Wednesday, September 29, 2010

Notes on Molelecular Structure

I thought I'd just go ahead and post my notes from today. Since these are notes, taken during class, these are disjointed and not exactly a masterpiece of the English language.

Shape matters in biochemistry! Simple structure changes have profound effects on the chemical properties of a molecule.

Monosaccharides often do not stay "mono." They bond together and become disaccharides--for example, glucose and fructose become sucrose. Double glucose is maltose, and glucose and galactose become lactose. (Lactose-intolerance is caused by lack of an enzyme that breaks the glucose and galactose bonds.)

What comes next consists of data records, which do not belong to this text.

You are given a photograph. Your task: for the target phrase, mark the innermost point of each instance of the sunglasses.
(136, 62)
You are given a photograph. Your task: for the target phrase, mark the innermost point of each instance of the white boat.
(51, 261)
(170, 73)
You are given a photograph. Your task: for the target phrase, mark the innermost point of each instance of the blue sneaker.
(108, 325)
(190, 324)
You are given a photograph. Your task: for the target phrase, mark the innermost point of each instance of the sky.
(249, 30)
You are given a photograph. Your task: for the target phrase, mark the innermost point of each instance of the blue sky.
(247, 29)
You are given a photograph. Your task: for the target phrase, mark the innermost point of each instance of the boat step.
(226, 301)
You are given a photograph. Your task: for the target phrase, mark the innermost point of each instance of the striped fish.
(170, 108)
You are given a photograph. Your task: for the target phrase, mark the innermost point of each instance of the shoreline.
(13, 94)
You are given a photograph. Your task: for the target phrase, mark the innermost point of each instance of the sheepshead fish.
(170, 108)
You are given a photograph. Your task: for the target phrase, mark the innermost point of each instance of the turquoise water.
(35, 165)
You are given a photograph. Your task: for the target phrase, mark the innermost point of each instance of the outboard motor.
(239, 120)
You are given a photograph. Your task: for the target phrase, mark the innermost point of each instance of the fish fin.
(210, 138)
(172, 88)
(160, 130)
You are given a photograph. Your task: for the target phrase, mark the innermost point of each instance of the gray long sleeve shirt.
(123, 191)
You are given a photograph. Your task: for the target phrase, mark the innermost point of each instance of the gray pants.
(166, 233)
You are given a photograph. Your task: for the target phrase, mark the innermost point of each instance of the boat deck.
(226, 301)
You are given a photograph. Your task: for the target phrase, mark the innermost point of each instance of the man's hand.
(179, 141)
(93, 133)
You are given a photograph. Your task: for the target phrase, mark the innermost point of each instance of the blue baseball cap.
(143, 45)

Then, there are polysaccharides. "Simple" sugars (monosaccharides) are combined many times (a condensation reaction--water is released). For example, many glucose molecules are combined to create amylose. Amlopeclin is very similar to amylose, but has extra branches. These are considered starches.

Glucose can be combined (through condensation reactions) to create glycogen. This chemical is found in human cells, particularly muscle and liver tissue. Cellulose is when the glucose chains are "flipped." Between these chains, hydrogen bonds can be found. Because of this, these can be used to create structural support (such as a cell wall in plant cells).

Cellulose cannot be broken down (for the same reason that causes lactose-intolerance--the lack of an enzyme that can do so.)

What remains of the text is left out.